Roads will be slightly more crowded this Memorial Day weekend and people will be paying a little extra to travel on them, according to a recent study.
The Automobile Club of Southern California estimates 4.2 million Californians will travel more than 50 miles this holiday weekend — a 1.5 percent increase from a year ago.
Of those leaving home, more than 3.5 million will drive — a 1.6 percent increase despite higher gasoline prices.
Another 390,000 are expected to fly, which is a decrease of 5.2 percent despite the fact that air fares are down 7 percent compared to a year ago.
An estimated 265,000 will travel by other means, including train, bus and boat. That's a 1.9 percent increase.
Auto Club officials estimate the average road trip will be 750 miles long. A family of four is expected to pay an average of $800 for their weekend journey.
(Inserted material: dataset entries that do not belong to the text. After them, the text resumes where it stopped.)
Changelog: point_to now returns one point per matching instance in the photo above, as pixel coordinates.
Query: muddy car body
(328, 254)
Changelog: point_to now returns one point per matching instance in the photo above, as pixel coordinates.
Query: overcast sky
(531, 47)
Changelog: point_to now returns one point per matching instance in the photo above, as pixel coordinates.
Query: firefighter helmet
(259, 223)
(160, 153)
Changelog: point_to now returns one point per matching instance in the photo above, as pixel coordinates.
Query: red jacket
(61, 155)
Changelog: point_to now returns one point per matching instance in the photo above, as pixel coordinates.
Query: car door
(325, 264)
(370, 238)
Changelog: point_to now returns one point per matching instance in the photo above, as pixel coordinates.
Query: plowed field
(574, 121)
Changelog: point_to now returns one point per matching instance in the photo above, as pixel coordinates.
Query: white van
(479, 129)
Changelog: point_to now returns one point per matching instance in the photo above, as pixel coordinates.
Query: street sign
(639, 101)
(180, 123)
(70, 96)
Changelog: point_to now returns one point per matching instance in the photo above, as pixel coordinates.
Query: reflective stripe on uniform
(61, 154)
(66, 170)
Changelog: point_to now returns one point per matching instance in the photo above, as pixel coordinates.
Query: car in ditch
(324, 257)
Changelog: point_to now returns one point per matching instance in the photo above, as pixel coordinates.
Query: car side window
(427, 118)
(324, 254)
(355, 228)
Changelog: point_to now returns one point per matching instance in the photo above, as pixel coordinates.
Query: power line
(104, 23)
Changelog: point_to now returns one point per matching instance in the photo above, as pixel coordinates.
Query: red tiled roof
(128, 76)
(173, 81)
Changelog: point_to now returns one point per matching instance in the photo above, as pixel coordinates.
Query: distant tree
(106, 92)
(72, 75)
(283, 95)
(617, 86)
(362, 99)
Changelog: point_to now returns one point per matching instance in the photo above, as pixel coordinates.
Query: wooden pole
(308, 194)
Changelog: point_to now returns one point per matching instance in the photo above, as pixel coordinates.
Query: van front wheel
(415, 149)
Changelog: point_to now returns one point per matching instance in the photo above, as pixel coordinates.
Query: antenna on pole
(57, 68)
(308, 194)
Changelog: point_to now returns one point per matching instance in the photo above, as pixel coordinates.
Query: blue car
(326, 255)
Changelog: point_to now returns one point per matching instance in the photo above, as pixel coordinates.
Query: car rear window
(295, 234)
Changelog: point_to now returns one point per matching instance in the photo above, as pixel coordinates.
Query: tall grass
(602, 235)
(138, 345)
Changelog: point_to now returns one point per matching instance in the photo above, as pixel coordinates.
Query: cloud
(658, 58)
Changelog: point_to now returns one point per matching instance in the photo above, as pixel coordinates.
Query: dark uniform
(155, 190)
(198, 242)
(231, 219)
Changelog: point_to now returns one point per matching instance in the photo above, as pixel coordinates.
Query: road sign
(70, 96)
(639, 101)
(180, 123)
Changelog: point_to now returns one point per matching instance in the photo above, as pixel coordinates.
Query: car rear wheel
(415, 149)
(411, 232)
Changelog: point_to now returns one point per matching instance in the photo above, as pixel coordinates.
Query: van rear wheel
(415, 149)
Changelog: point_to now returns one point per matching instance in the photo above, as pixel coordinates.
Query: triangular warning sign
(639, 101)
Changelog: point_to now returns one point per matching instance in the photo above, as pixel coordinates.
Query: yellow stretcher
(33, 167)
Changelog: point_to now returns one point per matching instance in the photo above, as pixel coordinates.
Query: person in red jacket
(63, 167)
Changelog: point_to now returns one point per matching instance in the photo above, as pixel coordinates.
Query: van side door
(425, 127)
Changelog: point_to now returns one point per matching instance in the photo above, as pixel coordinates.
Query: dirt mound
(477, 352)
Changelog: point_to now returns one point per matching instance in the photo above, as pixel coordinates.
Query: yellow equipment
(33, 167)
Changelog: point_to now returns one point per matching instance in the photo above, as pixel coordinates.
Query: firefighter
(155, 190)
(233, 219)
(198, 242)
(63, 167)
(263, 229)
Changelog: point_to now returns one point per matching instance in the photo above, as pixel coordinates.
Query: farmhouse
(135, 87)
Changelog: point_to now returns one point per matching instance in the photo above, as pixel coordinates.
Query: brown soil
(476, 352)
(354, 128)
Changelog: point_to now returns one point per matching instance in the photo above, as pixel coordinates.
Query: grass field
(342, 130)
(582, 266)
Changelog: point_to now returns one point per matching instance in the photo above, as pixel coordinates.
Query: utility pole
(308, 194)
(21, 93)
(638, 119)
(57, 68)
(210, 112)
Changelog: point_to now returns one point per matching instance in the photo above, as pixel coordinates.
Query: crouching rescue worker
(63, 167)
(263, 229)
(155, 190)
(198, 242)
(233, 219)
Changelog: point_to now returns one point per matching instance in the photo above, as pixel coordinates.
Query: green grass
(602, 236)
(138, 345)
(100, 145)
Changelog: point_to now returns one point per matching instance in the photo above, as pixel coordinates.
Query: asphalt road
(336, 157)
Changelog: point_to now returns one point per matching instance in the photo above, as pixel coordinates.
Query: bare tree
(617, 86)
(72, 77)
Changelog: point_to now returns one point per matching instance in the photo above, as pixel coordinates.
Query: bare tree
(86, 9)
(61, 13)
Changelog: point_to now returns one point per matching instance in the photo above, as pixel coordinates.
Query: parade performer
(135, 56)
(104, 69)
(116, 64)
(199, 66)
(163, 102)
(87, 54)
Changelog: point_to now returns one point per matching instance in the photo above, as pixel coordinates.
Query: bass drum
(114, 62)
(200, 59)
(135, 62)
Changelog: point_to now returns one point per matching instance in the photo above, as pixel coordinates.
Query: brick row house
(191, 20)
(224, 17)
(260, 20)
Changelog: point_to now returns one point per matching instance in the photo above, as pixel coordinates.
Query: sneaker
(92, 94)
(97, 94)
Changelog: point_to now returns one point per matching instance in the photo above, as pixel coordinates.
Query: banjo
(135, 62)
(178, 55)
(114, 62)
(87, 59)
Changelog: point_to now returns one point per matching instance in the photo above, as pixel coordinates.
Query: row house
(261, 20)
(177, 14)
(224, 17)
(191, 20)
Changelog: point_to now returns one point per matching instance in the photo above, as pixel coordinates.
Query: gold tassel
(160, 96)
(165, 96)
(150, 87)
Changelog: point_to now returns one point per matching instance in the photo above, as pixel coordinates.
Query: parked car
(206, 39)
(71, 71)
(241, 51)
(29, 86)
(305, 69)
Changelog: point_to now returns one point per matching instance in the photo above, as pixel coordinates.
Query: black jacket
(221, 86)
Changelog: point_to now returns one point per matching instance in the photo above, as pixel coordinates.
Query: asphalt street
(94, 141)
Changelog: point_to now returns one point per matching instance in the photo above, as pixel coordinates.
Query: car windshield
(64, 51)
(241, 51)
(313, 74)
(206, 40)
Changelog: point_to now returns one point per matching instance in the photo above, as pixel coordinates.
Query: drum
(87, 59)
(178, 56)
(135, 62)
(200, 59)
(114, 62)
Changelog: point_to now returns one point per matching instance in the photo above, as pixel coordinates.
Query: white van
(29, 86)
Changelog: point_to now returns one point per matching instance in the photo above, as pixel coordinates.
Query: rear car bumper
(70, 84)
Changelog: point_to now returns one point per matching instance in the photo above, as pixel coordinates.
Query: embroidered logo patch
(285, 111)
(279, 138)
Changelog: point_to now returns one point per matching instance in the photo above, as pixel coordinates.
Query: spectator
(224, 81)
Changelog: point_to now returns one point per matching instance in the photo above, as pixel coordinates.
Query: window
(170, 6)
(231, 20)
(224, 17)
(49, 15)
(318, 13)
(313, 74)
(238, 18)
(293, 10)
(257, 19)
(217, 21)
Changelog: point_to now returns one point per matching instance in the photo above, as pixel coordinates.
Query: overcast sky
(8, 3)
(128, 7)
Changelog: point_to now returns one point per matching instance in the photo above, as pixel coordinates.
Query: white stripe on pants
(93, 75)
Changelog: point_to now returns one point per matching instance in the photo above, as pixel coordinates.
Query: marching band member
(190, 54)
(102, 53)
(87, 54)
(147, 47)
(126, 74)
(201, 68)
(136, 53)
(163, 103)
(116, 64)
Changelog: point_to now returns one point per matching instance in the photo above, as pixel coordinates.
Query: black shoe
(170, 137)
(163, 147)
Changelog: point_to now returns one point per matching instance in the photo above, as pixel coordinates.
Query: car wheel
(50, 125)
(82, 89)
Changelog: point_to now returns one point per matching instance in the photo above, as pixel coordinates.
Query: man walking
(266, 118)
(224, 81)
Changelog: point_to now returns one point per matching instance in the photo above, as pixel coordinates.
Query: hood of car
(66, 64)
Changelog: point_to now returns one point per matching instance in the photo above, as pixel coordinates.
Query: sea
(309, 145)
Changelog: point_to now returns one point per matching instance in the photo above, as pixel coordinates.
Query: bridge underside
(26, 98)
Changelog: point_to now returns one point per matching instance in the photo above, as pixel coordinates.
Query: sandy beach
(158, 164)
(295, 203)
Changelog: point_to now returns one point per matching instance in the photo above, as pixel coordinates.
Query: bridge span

“Gas prices are fortunately decreasing by a penny a day or more right now, but we’re not yet seeing any stations with prices under $4 a gallon as was the case earlier this month,” said Auto Club spokesperson Jeffrey Spring. “Even though prices are higher than they’ve ever been for this holiday, we are seeing more activity for travel than during the recession years of 2008 and 2009.”
Hotel costs are up 8 percent from a year ago. Gas prices are also higher.
In the Los Angeles-Long Beach area, the average price as of May 24 is $4.332 per gallon, which is 7.3 cents less than last week, 13 cents higher than last month, and 21 cents higher than last year.
In San Diego, the price is $4.315, 5.4 cents below last week, 11 cents above last month, and 24 cents higher than last year.
On the Central Coast, the average price is $4.369, down 5.1 cents from last week, 11 cents higher than a month ago, and 20 cents above last year.
In the Inland Empire, the average per gallon price is $4.311, down 5.9 cents from last week, 12 cents higher than last month, and 23 cents more than last year.